Das Bundessozialgericht (BSG) hat mit einem wegweisenden Urteil (Az.: B 3 KR 13/23 u. a.) die Rechte von Menschen mit Hörminderung gestärkt. Künftig müssen Krankenkassen auch dann die Kosten für höherwertige Hörgeräte über dem Festbetrag übernehmen, wenn der objektiv gemessene Hörgewinn nur gering ausfällt – das subjektive Hörempfinden jedoch deutlich verbessert wird.

Relevanz für Hörakustiker: Subjektive Hörempfindung wird rechtlich aufgewertet

Das Urteil hat große Bedeutung für die Praxis in Hörakustik-Betrieben. Die Entscheidung des BSG besagt: Ein relevanter Hörvorteil kann auch bei geringer audiometrischer Verbesserung vorliegen, wenn der individuelle Nutzwert im Alltag spürbar steigt. Dazu zählen u. a. besseres Sprachverstehen in Lärmsituationen, komfortables Musikhören oder störungsfreies Telefonieren – auch dank moderner digitaler Zusatzfunktionen.

Hintergrund: Festbetragssystem und bisherige Rechtspraxis

Krankenkassen zahlen aktuell je nach Gerät Festbeträge zwischen 635 und 735 Euro pro Hörgerät, zuzüglich rund 57 Euro für Zubehör. Bislang mussten Kassen nur dann teurere Geräte erstatten, wenn „erhebliche Gebrauchsvorteile“ objektiv nachgewiesen wurden. Bei beruflich bedingten Anforderungen kann zudem die Rentenversicherung zuständig sein.

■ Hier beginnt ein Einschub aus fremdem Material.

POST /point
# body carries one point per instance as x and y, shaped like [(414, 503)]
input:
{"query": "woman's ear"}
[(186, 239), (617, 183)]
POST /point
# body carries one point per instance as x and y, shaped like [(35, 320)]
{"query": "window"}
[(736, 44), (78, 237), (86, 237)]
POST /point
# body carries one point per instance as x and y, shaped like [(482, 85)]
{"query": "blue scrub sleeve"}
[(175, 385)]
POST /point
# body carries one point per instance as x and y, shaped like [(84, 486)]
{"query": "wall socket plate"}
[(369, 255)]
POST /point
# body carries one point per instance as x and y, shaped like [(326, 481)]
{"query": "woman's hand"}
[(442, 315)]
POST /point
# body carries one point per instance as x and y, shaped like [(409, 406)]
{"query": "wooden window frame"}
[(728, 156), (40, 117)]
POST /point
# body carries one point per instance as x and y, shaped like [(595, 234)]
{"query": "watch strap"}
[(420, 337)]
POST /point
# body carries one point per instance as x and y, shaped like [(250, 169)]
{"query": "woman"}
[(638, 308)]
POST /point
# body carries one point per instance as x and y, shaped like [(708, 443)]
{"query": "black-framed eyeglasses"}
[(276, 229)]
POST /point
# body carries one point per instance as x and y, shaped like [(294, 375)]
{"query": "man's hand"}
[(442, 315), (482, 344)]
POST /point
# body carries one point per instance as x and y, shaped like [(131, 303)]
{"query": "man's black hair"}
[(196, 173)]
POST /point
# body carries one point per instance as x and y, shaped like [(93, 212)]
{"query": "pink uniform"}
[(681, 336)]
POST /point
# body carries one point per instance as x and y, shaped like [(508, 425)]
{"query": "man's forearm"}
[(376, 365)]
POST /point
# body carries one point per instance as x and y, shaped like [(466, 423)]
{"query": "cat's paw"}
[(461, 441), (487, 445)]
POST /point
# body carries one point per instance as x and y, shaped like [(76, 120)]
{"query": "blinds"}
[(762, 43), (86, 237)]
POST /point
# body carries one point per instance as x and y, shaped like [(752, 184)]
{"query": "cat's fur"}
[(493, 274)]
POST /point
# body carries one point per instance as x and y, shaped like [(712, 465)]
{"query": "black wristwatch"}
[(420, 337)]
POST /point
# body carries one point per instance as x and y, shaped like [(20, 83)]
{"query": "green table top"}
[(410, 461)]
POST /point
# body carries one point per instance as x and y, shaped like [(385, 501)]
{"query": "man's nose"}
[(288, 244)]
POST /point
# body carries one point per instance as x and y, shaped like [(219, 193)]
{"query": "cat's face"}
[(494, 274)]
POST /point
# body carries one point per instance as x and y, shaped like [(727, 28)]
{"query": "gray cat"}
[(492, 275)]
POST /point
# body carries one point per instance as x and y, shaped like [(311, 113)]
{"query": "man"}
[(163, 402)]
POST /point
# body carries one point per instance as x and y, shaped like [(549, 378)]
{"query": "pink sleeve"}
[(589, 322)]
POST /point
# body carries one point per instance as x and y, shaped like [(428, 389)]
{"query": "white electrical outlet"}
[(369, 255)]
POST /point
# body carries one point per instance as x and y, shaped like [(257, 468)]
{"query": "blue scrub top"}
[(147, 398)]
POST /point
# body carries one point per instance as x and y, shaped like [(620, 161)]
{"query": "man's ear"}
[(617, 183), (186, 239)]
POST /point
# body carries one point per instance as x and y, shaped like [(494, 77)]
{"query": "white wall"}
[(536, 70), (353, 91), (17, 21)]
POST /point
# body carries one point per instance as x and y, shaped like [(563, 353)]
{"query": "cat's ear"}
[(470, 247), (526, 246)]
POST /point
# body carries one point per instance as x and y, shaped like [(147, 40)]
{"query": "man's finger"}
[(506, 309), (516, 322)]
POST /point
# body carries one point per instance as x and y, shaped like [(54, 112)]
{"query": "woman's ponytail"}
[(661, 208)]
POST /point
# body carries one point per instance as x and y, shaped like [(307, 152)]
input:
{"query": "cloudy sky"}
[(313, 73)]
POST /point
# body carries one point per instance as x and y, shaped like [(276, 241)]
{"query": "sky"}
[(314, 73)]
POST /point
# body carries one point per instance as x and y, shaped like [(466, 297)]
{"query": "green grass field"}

Im jetzt entschiedenen Fall hatte eine Patientin mit beidseitiger Innenohrschwerhörigkeit gegen ihre Krankenkasse geklagt. Diese verweigerte die Erstattung für ein 5.660 Euro teures Hörsystem, da der Hörgeräteakustiker nur einen Hörgewinn von fünf Prozentpunkten gemessen hatte – und nicht die vom Kostenträger geforderten zehn.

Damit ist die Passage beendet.